Gabrielle Bleu

Reading Thoughts – November 2024 – Elder Race

After Cage of Souls, I returned to Adrian Tchaikovsky this month with the novella Elder Race. While Elder Race had fewer moments of me white-knuckle gripping the book the way Cage of Souls did, it was still an extremely enjoyable book that delivered several stunning moments.

A monster stalks the neighboring kingdom, and Lynesse Fourth Daughter seeks out an ancient wizard to call upon a pact. Earth has long been silent, and ancient anthropologist Nyr Illim Tevitch does his best to avoid contaminating the humans he was meant to observe.

This book has a tremendously fun setup. I was worried in the first chapter that the story would be a fairly standard “young royal girl in a fantasy setting longs for something more” with Lynesse (a fine story, just not for me) but chapter two upends any preconceived notions one might have with the introduction of the second main character, Nyr. The structure of the book alternates between the two, re-contextualizing the prior chapter into the different genre and worldview that each character carries, shifting between science fiction and high fantasy.

One of the stunning moments of the book is when this alternation culminates in a single chapter of both characters narrating, side-by-side, their version of the origin of the world. The sci-fi and high fantasy versions of both narratives are set next to each other, and beyond the typographical boldness of this chapter, the lyricism and sheer craft on display in the genre shifts are such a joy to read.

The second really stunning moment in the book for me was as the characters approached the end of their quest. A third genre begins to muscle its way into the narrative, shifting the very landscape of the book just as the “demon” that Lynesse and Nyr chase does. A genuinely shocking change of pace to really heighten the stakes.

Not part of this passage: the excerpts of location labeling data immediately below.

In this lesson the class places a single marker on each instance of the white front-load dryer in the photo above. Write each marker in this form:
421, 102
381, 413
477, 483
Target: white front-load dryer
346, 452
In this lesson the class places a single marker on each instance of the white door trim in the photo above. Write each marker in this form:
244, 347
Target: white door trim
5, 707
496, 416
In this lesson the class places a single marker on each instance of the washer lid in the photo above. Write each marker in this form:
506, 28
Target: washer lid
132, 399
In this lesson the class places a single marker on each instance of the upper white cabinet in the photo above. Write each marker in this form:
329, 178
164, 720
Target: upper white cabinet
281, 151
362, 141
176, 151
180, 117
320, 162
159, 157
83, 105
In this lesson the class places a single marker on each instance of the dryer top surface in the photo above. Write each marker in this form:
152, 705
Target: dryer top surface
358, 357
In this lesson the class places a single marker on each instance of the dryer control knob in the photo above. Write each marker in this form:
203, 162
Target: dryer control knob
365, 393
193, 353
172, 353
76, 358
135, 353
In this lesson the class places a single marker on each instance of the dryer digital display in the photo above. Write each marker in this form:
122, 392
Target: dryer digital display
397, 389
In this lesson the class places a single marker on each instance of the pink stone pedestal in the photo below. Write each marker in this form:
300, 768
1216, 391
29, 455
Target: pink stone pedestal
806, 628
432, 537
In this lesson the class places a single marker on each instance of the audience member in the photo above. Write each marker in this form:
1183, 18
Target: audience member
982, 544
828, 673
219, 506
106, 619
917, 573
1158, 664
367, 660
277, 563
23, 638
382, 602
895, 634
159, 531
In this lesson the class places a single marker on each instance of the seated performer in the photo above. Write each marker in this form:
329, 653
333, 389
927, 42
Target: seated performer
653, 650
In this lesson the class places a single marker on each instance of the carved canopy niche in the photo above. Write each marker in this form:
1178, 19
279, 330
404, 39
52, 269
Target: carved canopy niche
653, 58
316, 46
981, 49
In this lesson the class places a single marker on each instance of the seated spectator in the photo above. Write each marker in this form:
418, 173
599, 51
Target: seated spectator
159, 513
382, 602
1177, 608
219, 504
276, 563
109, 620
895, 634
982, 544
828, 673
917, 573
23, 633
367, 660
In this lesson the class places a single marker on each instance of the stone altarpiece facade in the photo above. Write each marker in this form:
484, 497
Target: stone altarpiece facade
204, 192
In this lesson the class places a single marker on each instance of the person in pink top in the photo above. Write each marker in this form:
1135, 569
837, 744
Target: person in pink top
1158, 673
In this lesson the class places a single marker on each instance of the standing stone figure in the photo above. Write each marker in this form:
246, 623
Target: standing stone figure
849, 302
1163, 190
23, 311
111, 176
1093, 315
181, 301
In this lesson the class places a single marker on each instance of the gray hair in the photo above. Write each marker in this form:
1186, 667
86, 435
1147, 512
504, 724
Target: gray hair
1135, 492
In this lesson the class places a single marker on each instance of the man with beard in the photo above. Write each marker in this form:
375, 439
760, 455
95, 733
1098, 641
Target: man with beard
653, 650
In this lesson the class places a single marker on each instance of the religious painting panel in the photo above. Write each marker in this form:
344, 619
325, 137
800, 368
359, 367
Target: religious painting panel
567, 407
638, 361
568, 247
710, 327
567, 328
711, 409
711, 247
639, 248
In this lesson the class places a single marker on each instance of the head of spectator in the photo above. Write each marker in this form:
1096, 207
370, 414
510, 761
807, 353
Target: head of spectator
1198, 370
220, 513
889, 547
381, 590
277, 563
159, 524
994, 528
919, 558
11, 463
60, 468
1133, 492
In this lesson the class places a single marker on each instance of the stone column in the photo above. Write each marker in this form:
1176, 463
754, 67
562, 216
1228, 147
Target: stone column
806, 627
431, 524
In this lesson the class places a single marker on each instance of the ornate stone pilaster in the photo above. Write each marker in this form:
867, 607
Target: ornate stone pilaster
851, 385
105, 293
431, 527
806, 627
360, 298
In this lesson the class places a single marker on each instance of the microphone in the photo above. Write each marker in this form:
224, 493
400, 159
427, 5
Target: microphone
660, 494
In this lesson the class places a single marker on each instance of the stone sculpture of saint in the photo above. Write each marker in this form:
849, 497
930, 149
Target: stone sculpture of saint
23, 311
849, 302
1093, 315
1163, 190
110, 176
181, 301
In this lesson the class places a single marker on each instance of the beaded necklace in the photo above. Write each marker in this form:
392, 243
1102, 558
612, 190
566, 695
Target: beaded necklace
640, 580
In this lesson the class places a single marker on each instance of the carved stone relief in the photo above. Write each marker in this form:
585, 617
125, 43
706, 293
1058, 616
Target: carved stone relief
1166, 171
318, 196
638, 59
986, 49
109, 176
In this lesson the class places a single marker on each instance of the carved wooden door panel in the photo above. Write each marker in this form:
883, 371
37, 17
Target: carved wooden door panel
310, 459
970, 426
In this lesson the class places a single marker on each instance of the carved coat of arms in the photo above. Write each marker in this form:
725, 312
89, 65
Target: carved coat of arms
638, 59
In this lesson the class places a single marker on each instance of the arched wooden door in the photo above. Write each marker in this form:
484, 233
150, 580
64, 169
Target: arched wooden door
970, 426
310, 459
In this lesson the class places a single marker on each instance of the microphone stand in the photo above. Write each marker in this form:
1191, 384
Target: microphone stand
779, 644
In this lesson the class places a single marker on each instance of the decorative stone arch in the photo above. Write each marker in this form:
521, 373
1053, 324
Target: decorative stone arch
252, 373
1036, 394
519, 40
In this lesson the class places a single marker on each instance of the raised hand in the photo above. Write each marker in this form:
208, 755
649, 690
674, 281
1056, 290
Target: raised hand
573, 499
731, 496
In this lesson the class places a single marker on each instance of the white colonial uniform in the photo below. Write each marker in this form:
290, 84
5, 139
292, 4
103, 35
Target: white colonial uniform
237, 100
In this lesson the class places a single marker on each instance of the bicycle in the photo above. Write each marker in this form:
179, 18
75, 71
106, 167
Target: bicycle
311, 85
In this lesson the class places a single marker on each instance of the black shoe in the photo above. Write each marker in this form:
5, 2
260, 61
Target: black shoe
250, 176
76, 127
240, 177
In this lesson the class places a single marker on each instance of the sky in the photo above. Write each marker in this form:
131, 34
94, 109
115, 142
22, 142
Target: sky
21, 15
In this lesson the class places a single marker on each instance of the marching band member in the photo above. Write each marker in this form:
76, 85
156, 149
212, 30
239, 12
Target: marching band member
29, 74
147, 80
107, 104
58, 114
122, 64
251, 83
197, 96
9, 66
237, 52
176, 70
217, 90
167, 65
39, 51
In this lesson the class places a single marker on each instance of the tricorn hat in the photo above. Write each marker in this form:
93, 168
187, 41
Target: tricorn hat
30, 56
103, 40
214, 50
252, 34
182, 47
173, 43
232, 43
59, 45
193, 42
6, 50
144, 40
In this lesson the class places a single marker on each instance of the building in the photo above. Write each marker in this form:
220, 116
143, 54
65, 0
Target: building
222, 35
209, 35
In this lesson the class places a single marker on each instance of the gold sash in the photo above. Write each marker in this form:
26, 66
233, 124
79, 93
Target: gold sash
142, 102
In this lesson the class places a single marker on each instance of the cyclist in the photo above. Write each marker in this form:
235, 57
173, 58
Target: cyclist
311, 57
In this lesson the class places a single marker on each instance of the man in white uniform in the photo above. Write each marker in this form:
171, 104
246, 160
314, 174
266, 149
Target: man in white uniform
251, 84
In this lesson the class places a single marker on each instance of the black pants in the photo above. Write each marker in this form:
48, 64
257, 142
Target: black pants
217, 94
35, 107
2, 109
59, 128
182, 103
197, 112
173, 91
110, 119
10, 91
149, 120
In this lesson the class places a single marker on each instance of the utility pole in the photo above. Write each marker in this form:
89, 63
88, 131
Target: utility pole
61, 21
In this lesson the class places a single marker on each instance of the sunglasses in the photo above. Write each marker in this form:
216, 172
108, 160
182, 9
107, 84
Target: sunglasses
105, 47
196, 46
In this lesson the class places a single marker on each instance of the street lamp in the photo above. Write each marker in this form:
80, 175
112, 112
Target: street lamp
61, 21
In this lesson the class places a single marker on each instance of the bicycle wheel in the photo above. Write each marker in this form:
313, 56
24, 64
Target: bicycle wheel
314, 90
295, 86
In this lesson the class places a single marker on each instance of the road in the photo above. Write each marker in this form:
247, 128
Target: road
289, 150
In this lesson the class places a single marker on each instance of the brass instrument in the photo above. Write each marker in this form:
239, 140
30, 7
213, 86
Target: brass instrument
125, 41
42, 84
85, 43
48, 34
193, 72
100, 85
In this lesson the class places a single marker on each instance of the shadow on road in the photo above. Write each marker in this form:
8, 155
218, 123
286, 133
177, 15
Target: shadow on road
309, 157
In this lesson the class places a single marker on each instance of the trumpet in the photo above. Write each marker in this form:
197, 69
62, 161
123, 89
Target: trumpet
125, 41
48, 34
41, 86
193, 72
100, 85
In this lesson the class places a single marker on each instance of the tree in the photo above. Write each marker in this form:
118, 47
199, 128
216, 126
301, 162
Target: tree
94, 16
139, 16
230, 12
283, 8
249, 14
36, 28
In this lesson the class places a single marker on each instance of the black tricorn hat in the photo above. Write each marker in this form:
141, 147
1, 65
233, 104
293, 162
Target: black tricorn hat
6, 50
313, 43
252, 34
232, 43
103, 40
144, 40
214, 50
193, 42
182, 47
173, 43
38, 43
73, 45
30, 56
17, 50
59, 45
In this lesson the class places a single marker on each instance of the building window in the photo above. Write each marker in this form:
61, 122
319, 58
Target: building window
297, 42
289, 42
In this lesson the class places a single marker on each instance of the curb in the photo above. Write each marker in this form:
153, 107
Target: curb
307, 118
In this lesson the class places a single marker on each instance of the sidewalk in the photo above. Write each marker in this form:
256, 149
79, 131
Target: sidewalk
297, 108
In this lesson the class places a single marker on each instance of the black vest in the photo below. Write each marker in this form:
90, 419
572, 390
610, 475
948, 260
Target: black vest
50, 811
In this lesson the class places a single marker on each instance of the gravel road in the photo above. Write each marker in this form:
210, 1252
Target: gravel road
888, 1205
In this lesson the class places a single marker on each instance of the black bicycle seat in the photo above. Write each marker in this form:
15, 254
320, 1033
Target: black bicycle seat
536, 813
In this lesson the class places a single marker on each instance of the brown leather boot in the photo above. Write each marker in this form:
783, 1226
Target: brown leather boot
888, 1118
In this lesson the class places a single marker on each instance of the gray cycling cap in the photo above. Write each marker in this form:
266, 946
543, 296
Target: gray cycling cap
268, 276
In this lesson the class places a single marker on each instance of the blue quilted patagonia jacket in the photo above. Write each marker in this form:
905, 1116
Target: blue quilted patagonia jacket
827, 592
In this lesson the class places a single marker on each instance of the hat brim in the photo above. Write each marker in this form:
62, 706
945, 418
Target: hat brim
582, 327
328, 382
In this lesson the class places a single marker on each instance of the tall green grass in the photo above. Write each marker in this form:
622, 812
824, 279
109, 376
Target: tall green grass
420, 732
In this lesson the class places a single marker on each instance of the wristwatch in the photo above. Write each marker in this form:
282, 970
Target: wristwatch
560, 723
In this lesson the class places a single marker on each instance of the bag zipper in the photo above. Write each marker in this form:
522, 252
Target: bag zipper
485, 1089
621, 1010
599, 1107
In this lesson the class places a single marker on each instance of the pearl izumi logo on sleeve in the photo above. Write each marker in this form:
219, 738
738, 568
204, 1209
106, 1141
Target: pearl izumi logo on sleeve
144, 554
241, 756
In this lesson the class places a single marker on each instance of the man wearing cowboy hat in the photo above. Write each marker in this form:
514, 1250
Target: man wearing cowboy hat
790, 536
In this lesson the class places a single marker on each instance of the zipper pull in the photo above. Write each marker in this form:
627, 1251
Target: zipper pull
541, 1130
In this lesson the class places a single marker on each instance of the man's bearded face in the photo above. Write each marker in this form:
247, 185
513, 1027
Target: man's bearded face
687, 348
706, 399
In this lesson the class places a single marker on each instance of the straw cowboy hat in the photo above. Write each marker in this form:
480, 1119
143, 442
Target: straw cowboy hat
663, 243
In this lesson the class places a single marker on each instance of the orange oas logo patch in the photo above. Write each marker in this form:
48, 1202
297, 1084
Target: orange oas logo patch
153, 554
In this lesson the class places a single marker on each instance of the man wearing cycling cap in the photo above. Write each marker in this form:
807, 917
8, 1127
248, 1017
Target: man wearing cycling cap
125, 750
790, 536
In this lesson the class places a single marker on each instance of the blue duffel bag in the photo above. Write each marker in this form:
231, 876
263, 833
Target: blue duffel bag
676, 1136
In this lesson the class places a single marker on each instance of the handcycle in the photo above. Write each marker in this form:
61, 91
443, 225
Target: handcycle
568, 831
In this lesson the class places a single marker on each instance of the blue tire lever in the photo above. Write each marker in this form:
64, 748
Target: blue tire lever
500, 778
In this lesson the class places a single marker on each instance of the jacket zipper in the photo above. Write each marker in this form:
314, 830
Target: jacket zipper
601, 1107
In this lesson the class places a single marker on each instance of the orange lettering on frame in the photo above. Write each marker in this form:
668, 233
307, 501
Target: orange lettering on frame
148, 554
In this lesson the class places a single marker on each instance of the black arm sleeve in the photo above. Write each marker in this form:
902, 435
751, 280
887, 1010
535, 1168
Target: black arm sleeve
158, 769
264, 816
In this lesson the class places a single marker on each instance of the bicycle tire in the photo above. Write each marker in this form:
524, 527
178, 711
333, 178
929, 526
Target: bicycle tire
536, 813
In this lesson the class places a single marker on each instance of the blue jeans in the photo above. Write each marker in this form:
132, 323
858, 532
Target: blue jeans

The final thing that really drew my eye in this book is putting it in dialogue with Cage of Souls. In my June 2024 post, I mentioned having read two works by William Hope Hodgson back to back, and how this let me pick up on specific preoccupations that the author had across multiple works. The same specific delight occurred with this reading. In Tchaikovsky’s Cage of Souls, which I read in September, one of the minor characters is the last biologist on Earth. In Elder Race, Nyr is perhaps the last anthropologist (from Earth specifically, but also generally). I loved seeing this idea play out across two different stories of the last scientist in a certain discipline, and how they cope with being the end of the line. In Cage of Souls the biologist has a gruffness to him, and in Elder Race Nyr is possessed of a deep grief, which runs deep enough to cause dissociative episodes that requires a piece of technology to suppress.

I mentioned in my Cage of Souls review that I normally prefer novellas to huge fantasy novels, and was shocked at how much I loved Cage of Souls and it’s length. Tchaikovsky once again swerved around my notions of my own taste. While I do think this novella was about the perfect length for the character arcs, which would have worn thin if carried any further, I did find myself wishing that the novella was a bit longer and had spent more time on the world. I liked the hints at a broader setting – there is perhaps an implication (or a grasping at straws on my part), that the thing which comes from beyond space, the signal that corrupts life around it, the demon, is the reason why there has been no word from Earth. The bio-engineering of the historic colonists that is still seen in people from the various kingdoms, like Esha Free Mark, was mentioned in brief. I wanted to know more about the shape of the world, and the different customs that would arise out of bio-engineered colonists, who over time forgot they were colonists at all. Of course, had I gotten more, it would have potentially deflated the sense of wonder of the story, and sometimes it’s good to sit with a story and go “but what else??” and dream a bit.